Ditto Eubie Blake's and George Gershwin's incorporating jazz into the musical language. (What do Berlin and rap artists have in common? Berlin, too, was accused of hastening the end of Western civilization.)
The melting pot had its problems on Broadway, as it did in the rest of the country. "Follies" stars threatened to quit when Ziegfeld hired Williams, a West Indian immigrant. Ziegfeld called their racist bluff. Years later when the union was striking over labor issues, Williams showed up for work and started applying his makeup. Nobody had bothered to tell him about the strike.
Kantor's style, due perhaps to the subject matter, is more exuberant and less didactic than that of Ken Burns and other documentarians, though there is the requisite assortment of talking heads, from Frank Rich to Stephen Sondheim. Al Hirschfeld, Brendan Gill, and Adolph Green, among others, passed on their eloquence before passing on.
Movies and the Depression slowed the growth of the musical, which had seemed to be gathering steam with "Show Boat" in 1927.
Wednesday night's two middle episodes, ranging from 1930 to 1960, are the best. Not only does the musical reach maturity with Richard Rodgers and his two partners, the Gershwins, Cole Porter, Leonard Bernstein, and others, but the clips get sharper. We're reminded of the two great Ethels, Merman and Waters, and it's eye-opening to see Merman's young beauty instead of the older stereotype. Waters's performance of "Suppertime," about lynching, is astounding.
Gershwin's long fingers are a sight in themselves, and the recounting of the creation of "Porgy and Bess" is one of the series's highlights. "There's Porgy and then there's everything else," says Sondheim, who also tells how Oscar Hammerstein mentored him. (He ruined Dorothy Hammerstein's fur by bawling into it when they took him to see "Oklahoma!")
Lorenz Hart is often favored over Hammerstein by the intelligentsia, but the series makes clear that no one was more important in developing the book musical than Hammerstein, who is also credited with inventing the conditional ballad, like "If I Loved You," so the protagonists could have a first-act love song before they actually fell in love.
Rock music ended the musical's pop primacy in the 1960s, but the series does a good job charting how Broadway adapted by either incorporating rock elements ("Hair") or going in a totally different direction. Again, Sondheim is key in detailing the elements of his musical composition. Too bad there aren't more such moments in talking about other composers.

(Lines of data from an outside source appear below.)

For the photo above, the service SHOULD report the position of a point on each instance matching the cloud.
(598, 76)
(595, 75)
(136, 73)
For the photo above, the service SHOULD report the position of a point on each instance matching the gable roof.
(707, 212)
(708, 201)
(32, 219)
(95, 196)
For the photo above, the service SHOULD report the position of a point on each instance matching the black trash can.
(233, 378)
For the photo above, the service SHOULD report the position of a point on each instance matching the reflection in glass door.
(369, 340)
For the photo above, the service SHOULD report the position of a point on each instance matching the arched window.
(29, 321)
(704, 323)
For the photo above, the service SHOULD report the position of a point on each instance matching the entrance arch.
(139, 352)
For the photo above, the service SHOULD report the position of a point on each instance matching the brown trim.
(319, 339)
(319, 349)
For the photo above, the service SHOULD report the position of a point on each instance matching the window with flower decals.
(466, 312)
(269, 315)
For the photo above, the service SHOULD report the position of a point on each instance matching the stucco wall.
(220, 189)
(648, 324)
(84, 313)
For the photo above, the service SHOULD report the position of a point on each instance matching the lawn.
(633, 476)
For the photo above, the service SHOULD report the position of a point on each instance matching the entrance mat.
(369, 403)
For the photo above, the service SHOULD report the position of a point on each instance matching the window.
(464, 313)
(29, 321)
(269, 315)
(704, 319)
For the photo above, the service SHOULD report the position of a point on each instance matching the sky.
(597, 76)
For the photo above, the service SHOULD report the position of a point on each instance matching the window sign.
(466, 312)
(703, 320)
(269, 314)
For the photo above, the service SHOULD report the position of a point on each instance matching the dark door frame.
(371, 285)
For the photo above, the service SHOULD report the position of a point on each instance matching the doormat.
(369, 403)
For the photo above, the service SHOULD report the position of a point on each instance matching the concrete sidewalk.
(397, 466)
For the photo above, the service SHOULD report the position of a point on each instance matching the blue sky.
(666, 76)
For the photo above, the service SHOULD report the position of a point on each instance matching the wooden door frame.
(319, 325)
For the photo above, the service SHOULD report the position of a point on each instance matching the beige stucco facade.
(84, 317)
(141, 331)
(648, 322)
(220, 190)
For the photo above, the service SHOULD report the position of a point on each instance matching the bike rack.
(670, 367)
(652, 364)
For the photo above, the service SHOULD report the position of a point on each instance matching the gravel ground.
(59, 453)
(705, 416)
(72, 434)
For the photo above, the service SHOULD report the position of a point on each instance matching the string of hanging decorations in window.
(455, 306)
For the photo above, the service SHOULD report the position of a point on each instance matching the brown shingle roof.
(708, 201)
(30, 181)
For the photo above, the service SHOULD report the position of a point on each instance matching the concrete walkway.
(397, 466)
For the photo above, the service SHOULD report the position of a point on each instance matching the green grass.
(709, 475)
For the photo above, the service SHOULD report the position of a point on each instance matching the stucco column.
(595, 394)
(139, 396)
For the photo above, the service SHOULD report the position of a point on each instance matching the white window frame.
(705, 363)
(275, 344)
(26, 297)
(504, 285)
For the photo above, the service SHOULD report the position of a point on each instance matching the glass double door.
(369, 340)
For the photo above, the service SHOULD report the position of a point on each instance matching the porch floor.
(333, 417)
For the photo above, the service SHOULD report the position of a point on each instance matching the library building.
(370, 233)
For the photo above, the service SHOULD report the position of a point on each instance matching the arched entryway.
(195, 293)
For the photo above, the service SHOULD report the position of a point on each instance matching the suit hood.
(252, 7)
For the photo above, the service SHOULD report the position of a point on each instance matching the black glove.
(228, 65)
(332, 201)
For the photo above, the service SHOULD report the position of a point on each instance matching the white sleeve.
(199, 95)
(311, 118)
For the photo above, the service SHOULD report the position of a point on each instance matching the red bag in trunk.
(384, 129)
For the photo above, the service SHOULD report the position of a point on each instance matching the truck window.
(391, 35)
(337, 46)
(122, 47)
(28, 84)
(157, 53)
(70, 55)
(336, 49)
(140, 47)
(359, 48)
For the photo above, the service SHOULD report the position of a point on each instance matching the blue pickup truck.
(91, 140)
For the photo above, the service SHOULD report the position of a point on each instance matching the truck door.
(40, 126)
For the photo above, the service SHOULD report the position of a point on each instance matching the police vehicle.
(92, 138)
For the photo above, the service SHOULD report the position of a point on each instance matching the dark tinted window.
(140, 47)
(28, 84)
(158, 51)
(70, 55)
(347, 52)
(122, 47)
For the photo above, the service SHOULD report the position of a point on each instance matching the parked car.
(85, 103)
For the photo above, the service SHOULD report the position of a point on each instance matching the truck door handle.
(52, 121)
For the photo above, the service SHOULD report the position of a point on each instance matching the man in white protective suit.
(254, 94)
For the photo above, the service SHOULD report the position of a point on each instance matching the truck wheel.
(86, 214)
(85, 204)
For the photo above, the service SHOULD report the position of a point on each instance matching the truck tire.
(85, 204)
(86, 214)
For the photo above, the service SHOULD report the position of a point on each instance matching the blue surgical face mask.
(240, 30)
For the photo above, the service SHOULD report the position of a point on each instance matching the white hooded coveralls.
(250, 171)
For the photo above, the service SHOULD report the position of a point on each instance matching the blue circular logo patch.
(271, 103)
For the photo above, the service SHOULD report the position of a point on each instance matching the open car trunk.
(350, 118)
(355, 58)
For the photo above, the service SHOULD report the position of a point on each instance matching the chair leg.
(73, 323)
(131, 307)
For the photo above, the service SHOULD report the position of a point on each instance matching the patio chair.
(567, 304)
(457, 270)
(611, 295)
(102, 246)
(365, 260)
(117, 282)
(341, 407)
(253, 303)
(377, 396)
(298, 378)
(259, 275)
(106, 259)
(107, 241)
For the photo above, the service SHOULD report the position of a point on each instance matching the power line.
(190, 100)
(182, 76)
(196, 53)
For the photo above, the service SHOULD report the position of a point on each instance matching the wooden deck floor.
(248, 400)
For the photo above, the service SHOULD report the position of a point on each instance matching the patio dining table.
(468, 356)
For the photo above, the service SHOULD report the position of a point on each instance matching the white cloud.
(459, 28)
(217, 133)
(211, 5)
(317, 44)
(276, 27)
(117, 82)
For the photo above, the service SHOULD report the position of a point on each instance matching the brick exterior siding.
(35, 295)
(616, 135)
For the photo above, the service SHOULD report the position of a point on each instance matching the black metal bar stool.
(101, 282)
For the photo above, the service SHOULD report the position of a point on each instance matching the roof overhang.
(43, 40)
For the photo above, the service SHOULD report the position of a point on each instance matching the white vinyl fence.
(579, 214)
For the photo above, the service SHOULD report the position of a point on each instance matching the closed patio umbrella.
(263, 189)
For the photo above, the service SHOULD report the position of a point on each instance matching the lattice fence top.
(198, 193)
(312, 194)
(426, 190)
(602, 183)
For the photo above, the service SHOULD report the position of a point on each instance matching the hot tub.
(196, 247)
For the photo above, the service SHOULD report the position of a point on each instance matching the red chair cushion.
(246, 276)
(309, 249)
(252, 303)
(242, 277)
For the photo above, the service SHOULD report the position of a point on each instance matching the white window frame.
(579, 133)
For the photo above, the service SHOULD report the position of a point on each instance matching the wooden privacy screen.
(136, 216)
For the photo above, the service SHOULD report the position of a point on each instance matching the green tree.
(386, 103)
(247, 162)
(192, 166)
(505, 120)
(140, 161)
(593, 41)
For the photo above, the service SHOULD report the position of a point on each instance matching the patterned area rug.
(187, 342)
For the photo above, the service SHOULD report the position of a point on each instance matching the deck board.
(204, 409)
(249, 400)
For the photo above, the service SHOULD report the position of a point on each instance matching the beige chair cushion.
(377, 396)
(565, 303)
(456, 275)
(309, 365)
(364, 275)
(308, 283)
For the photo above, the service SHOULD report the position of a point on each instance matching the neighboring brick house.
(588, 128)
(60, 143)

Sondheim also has his moments in the final hour, as does Mel Brooks, who reunited the musical with its glorious past in "The Producers," albeit in a satirical way.
Nevertheless, "Broadway: The American Musical" goes out on a sour note, and this isn't because the musical isn't as good as it once was. Kantor spends altogether too much time with the Eurotrash -- producer Cameron Mackintosh, composer Lloyd Webber and the team of Alain Boublil and Claude-Michel Schonberg ("Les Miserables," "Miss Saigon") -- before concluding with "Wicked." And unlike Richard Eyre's 2001 series on the theater, "Changing Stages," "Broadway" doesn't have the taste or the guts to be critical of any of these shows.
The point isn't that Lloyd Webber and "The Lion King" aren't of historical interest. But musicals like "Cats" and "Wicked" are not "the place where art and commerce intersect," as Andrews says of "Wicked"; they are purely commercial vehicles. Meanwhile, not a word about "Ragtime" or the two best shows from last season -- "Avenue Q," which upset "Wicked" for the Tony, or "Caroline, or Change."
"Caroline" was not a commercial success, but neither was "Porgy and Bess." For Kantor to ignore the bright spots in favor of schlock is the wrong way to end the series. Why not talk about how the characters in "Ragtime," "Hairspray," "Avenue Q," "The Producers," and "Caroline" retell the story of outsiders wanting in?
This is where art and commerce intersect, and an entity like PBS should be more sensitive to the former.